Rattlesnakes. The Church of Christ met in the Lloyd Mountain schoolhouse. That was the only church they had there. One Sunday, a big rattlesnake got under the schoolhouse during church. They knew there would be school tomorrow, and they all had kids there in school, so they had to get that snake out. There was just one opening to go under the schoolhouse. Mozell Roggenstein, who didn't have any children in school, went under the house with a fishing pole with a hook on the end of it. He crawled under there with a flashlight, not knowing how many snakes he was going to find. They just knew that big one went under there and he eventually brought it out. I was impressed by his bravery. I just couldn't feature it. The last house I went under, I met a snake so I've never been under another one.

Attending a Revival at the Church of Christ. Once there was this revival meeting at the Church of Christ in Lloyd Mountain. You went to everything every night in the community. If there was anything going on everybody went. I went to church every night during the revival and was offended and insulted regularly, but I went. One night, Tom, my boyfriend, came up to see me, and we went in to town to see the show. Tom always bought cigarettes to smoke on his dates, but he rolled Bull Durham to smoke for everyday.

On the way home from the show we went home by the canyon road, but he had forgotten to buy cigarettes. So he said he wanted to smoke and pulled over beside the road to roll a cigarette. If we had been sitting there smooching it would have been different. I wouldn't have felt so bad. I looked back and said, "Here comes the preacher." Tom had the lights on so he could see to roll his cigarette. Headlights, dome light and everything. The preacher had a floodlight. He came on by and that was all there was to it. I didn't think anymore about it.

The next Sunday morning, I was sitting in church, half asleep. The preacher's sermon was "The Younger Generation Is Going to the Dogs." He said, "And just last Wednesday night, as I was coming in from church, across those seven canyons, just as I topped the hill, there was a car and I narrowly averted a wreck. I had to turn to the ditch to miss it, and there were two people in that car, but they were so closely embraced, they looked like one." Everybody turned and looked at me. I could have died. If it had been the truth, it would have been different. I hated him as long as he lived.

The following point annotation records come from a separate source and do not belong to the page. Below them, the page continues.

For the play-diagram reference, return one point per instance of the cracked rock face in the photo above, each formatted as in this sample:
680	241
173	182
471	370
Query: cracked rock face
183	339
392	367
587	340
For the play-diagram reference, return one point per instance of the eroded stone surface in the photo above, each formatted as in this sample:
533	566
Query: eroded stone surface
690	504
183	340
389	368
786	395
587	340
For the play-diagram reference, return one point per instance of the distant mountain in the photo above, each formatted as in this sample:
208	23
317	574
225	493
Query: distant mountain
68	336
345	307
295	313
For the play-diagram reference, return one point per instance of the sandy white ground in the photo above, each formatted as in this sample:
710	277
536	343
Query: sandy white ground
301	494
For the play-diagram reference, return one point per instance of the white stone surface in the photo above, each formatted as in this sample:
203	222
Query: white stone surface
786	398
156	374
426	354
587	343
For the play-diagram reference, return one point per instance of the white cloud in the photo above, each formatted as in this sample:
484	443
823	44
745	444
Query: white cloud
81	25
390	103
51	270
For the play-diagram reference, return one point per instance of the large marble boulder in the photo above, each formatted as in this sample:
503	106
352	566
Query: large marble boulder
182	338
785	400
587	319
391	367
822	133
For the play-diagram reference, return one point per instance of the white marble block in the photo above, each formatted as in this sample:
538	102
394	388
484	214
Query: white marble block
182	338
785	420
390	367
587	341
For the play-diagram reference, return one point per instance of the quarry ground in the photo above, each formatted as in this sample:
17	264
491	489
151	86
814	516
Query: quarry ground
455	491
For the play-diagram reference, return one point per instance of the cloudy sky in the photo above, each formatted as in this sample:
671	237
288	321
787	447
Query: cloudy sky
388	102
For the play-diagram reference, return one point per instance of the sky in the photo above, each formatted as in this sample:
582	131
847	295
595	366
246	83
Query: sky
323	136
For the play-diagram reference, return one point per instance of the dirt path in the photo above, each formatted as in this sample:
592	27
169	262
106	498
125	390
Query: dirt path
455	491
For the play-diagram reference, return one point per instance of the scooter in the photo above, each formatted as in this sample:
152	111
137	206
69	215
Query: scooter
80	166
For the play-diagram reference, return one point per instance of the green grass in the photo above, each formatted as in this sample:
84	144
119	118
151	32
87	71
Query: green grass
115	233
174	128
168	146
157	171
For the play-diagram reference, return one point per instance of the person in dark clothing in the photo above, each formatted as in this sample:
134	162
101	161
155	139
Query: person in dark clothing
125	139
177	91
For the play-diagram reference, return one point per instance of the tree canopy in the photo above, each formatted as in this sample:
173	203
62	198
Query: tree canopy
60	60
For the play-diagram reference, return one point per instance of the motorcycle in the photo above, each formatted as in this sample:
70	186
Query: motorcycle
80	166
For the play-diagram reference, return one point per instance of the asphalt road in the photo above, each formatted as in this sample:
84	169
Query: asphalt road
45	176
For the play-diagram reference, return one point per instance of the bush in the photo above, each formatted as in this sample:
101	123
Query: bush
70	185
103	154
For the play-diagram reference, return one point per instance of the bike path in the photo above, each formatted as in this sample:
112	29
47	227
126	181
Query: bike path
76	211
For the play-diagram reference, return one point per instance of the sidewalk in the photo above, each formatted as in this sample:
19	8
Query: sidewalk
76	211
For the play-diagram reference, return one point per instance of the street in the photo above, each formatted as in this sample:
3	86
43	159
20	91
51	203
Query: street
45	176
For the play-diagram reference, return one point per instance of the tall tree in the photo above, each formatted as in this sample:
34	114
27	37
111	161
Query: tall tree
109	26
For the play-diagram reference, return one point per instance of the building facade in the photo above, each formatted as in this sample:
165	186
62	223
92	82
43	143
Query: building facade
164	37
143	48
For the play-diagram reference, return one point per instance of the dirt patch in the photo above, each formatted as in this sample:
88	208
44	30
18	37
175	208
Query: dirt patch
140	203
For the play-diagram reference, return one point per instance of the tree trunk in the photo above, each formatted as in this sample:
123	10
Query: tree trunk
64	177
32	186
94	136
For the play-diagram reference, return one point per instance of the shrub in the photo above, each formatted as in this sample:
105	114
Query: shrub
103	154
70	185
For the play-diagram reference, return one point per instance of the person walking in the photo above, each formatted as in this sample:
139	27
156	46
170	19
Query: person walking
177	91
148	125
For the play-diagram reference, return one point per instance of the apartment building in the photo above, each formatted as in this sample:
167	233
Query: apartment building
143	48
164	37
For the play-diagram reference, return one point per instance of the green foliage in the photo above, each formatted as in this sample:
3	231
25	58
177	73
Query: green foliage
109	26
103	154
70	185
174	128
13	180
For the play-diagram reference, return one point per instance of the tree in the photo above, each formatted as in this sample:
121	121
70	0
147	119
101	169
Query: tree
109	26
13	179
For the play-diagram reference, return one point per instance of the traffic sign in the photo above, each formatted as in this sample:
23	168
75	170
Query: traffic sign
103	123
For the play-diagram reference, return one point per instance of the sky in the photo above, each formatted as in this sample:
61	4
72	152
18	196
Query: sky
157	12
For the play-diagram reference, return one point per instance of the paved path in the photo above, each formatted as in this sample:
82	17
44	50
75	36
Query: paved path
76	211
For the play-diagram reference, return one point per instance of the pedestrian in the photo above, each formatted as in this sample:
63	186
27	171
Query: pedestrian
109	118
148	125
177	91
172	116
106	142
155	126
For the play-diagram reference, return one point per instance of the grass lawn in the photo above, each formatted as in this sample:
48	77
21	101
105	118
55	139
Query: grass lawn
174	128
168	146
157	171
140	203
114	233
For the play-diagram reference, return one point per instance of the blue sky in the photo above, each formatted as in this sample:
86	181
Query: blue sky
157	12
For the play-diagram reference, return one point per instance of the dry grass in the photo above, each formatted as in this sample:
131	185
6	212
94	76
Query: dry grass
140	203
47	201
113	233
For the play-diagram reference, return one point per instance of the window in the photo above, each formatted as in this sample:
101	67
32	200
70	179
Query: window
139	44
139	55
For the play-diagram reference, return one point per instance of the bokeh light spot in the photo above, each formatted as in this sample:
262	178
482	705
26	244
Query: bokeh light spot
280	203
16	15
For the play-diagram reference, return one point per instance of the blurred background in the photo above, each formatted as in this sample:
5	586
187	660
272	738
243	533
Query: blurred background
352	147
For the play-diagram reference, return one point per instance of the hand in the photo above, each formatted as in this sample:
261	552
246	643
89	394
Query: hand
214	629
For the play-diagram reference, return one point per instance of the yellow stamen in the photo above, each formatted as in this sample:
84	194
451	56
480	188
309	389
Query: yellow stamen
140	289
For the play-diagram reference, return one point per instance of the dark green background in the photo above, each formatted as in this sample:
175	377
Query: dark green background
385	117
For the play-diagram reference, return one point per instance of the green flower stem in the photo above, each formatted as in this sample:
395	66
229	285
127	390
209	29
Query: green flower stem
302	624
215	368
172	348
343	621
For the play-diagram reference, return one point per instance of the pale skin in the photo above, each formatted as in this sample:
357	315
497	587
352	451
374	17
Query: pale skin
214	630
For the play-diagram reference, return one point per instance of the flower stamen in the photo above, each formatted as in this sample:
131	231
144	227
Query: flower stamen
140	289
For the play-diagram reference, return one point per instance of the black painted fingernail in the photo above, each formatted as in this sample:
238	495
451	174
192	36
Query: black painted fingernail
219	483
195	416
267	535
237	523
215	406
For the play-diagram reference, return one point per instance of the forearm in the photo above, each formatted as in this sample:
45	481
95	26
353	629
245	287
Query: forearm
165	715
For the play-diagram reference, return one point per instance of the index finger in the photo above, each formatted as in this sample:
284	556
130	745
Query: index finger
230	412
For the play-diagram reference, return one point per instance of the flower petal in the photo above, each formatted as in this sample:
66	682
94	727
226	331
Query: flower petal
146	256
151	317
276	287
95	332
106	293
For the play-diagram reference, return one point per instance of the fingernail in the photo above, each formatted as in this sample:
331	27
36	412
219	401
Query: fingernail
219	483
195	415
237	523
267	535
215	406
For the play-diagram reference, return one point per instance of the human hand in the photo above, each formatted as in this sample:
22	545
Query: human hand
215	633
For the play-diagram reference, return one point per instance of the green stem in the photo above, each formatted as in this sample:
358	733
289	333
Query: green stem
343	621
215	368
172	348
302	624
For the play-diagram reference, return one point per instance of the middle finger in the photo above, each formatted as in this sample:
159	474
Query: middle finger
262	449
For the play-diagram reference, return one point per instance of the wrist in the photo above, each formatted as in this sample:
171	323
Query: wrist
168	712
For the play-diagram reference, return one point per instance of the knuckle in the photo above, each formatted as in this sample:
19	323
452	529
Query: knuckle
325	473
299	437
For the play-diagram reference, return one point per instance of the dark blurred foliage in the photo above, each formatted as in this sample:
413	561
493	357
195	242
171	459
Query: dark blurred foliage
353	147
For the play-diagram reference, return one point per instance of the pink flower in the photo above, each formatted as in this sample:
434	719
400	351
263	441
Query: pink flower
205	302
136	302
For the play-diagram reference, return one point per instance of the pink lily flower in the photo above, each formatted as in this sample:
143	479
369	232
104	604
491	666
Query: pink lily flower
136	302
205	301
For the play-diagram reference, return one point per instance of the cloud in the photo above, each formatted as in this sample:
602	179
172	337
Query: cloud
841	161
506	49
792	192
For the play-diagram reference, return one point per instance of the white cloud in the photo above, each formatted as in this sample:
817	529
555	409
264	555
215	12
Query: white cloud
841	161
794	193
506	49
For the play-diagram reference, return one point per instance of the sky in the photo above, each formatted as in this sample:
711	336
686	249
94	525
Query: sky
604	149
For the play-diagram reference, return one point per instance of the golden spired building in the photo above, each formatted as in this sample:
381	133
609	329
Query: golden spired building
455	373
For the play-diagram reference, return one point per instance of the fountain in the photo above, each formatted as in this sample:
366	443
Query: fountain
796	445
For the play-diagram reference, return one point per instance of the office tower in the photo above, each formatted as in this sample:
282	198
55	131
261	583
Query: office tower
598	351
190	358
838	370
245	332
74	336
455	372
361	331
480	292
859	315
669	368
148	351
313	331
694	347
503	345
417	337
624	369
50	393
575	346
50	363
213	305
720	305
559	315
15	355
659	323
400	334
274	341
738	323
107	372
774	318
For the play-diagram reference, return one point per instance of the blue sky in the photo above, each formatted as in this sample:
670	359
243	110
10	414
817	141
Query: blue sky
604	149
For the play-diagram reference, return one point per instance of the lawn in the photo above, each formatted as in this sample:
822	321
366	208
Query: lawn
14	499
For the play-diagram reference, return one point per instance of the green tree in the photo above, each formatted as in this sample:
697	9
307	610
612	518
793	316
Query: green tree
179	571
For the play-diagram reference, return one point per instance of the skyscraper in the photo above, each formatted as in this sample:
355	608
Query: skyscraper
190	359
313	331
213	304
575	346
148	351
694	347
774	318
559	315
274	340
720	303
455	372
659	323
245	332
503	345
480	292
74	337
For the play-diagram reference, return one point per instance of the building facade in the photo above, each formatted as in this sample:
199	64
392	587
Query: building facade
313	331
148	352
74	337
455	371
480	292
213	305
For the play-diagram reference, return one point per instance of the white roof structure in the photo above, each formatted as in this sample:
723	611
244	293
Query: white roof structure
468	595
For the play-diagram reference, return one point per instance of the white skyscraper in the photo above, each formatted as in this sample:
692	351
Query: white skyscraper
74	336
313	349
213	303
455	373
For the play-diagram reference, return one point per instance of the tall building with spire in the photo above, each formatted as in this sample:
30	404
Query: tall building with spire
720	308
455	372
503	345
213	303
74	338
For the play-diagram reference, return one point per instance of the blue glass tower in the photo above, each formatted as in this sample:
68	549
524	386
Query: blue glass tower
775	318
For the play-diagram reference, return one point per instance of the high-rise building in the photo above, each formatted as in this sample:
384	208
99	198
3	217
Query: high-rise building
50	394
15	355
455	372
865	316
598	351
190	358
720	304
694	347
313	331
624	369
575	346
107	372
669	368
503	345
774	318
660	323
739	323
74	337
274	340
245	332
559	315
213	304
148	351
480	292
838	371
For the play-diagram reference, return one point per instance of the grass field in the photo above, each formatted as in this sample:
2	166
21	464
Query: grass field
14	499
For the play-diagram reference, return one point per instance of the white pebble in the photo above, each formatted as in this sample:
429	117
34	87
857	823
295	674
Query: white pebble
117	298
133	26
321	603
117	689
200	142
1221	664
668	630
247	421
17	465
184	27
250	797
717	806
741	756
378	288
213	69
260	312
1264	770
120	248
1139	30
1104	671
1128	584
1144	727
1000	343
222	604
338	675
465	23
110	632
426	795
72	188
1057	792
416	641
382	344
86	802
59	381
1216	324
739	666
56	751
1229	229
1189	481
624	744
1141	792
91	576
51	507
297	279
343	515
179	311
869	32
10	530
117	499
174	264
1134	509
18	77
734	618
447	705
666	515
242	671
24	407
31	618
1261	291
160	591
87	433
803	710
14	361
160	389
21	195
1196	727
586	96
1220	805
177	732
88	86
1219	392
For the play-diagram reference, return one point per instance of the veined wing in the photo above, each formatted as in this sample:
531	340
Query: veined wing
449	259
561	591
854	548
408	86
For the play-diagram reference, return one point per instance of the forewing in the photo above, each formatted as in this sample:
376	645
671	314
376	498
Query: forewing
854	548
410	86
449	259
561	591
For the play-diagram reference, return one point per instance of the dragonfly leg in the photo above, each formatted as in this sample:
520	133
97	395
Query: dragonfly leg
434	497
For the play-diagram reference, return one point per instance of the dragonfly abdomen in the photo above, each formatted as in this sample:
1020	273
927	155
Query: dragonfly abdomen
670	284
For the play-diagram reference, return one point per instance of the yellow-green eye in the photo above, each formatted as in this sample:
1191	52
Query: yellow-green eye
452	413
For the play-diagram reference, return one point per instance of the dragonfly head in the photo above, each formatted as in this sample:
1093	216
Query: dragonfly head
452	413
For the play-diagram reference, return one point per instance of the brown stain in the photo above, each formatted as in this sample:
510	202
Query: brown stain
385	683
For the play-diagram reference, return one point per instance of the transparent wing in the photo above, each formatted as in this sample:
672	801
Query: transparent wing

Sometimes I went home to Rotan on the weekends and sometimes I didn't. I went to church in the community when I stayed over the weekend, or to the goat ropings, or whatever event they had. Actually, I saw more drunks at church than I had ever seen in my life. They had a system that everybody understood but me. I got to understand it as I stayed there. The very religious ones sat in front, and then the sort of lukewarm ones sat in the middle, and the ones in the back may or may not have been drinking.

Similarities and Differences Between Lloyd Mountain and County Line. The similarities and differences both lay in their churches. Nazarene and Holiness was mostly in County Line. The other one was Church of Christ strictly. If you weren't Church of Christ you were apt to be insulted when you went to church. In fact, I quit going there completely. I'd forget if I sat there long enough. When they would stand for communion, I'd forget and stand up. Then they would preach me a little sermon. They would invite all Christian to take communion, but there are no Christians but them, so you can't take communion. They didn't say, "Bargy, sit down," but that is what they meant. It would just embarrass me to death. They'd make these snide remarks about these things. I sat through one sermon, but it was my last one. I didn't go back, but I didn't walk out in the middle of it. But I came closer than I ever did. The preacher talked about all of these "man-made churches" and went on about this and that. He said man-made churches are just like some man leaving children all over the country. They are bastards in the sight of God. I sat there until it was over, but I didn't go back.